We know that a morphism $\phi$ between two presheaves $\mathcal {F}$ and $\mathcal {G}$ on a topological space $X$ is the data of maps $$\phi(U):\mathcal {F}(U) \to \mathcal {G}(U)$$ $\forall \ U$ open in $X$ such that the following diagram
$\require{AMScd}$ \begin{CD} \mathcal {F}(V) @>\phi(V)>> \mathcal {G}(V)\\ @V Res_{V,U} V V @VV res_{V,U} V\\ \mathcal {F}(U) @>\phi(U)>> \mathcal {G}(U) \end{CD} commutes for every inclusion $U \subset V$ in $X$. Now , if $\mathcal {F}$ and $\mathcal {G}$ are $\mathcal O_X$ modules (where $(X, \mathcal O_X)$ is a ringed space) then morphisms between them are essentially the data of abelian group morphisms $$\phi(U):\mathcal {F}(U) \to \mathcal {G}(U)$$ $\forall \ U$ open in $X$ such that for them ,the above diagrams commute for each inclusion.
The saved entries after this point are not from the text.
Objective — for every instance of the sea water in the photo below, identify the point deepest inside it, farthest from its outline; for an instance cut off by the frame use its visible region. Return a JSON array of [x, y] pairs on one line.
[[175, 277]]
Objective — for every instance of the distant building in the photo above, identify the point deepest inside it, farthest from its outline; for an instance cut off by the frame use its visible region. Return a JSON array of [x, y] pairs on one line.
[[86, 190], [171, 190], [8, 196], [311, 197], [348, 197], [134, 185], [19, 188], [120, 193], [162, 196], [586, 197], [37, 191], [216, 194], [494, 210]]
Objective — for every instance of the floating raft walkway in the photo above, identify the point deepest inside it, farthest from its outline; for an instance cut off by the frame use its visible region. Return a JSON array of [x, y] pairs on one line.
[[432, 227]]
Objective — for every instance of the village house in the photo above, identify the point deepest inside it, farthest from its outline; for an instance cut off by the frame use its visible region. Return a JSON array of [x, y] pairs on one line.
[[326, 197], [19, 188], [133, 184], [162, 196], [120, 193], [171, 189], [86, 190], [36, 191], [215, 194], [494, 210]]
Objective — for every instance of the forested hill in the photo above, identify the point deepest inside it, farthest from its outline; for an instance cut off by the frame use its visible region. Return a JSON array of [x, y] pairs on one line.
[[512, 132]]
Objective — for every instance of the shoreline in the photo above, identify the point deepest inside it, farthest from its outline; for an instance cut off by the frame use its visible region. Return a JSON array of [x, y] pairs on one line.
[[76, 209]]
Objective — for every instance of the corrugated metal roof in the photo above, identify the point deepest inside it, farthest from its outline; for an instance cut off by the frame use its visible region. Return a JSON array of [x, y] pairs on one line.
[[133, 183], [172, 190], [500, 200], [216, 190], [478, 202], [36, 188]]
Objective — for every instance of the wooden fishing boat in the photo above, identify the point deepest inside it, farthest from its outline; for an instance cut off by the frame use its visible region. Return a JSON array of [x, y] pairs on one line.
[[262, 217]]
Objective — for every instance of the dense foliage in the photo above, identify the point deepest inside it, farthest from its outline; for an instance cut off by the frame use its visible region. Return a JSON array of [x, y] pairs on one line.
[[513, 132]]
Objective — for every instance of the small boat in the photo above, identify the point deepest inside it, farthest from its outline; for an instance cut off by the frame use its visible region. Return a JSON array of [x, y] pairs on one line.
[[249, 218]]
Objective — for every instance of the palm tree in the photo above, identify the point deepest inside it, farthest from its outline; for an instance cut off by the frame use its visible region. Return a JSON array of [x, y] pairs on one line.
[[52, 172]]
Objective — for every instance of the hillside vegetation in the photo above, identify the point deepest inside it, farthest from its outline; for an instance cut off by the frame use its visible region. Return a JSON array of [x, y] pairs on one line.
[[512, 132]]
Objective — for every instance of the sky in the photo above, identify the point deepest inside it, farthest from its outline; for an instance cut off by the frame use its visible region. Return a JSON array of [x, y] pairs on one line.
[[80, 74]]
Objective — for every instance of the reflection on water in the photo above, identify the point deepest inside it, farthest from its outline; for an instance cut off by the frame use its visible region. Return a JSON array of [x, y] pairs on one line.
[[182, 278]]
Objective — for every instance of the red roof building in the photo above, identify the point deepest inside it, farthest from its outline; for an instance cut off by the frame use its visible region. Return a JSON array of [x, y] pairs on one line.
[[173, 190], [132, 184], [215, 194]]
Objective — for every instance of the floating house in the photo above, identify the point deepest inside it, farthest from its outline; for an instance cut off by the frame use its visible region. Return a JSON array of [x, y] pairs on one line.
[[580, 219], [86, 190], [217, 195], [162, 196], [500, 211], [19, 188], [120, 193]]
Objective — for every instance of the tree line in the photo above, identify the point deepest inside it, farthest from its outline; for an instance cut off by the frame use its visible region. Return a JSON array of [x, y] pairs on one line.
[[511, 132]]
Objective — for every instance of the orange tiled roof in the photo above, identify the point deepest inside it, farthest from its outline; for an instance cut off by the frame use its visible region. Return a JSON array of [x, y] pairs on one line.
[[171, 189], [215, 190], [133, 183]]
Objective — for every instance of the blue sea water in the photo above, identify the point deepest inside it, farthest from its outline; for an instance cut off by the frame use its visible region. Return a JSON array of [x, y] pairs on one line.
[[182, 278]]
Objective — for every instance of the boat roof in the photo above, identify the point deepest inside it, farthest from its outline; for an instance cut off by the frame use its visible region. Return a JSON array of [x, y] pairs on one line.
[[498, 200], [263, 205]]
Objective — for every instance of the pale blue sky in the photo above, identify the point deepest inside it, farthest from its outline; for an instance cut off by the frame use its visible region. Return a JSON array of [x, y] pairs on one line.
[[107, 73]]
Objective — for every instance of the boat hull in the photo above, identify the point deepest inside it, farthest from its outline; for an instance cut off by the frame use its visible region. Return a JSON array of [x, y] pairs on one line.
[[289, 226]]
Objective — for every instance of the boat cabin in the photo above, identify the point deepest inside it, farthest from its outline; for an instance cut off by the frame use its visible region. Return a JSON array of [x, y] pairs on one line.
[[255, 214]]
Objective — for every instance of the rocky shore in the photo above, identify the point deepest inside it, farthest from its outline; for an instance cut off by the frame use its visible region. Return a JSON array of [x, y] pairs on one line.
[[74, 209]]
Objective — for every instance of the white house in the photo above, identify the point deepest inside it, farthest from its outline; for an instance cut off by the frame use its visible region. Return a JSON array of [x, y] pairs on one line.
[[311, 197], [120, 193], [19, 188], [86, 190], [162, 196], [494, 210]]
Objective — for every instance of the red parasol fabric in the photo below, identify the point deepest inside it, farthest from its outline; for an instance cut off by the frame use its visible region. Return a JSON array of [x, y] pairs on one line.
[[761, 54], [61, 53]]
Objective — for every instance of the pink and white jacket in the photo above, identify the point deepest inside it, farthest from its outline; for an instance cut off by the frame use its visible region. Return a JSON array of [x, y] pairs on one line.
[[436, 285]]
Now everywhere it is written that this morphism is same as the data of maps$$\phi(U):\mathcal {F}(U) \to \mathcal {G}(U)$$ $\forall \ U$ open in $X$ which are $\mathcal O_X(U)$ module morphisms. But I have tried a number of times to prove that the property of being abelian group homomorphism together with the compatibility of restriction maps (which we get by virtue of $\mathcal F$ and $\mathcal G$ being $\mathcal O_X$ modules) implies that $\phi(U)$'s are $\mathcal O_X$ module morphisms and conversely if we have a bunch of $\mathcal O_X$ module morphisms from $\mathcal F(U)$ to $\mathcal G(U)$ ,then automatically the aforesaid diagram will commute giving rise to morphism from $\mathcal F$ to $\mathcal G$, and I have failed to see the reason why it should be so.The main difficulty is taking $a\in \mathcal O_X(U)$ out of the expression $\phi(U)(a.f)$ for any $f\in \mathcal F(U)$(I have mainly used compatibility condition to show that those abelian group morphisms are indeed appropriate module morphism). I hope once this part is clear, the converse will be easier to see.
Any help from anyone is welcome.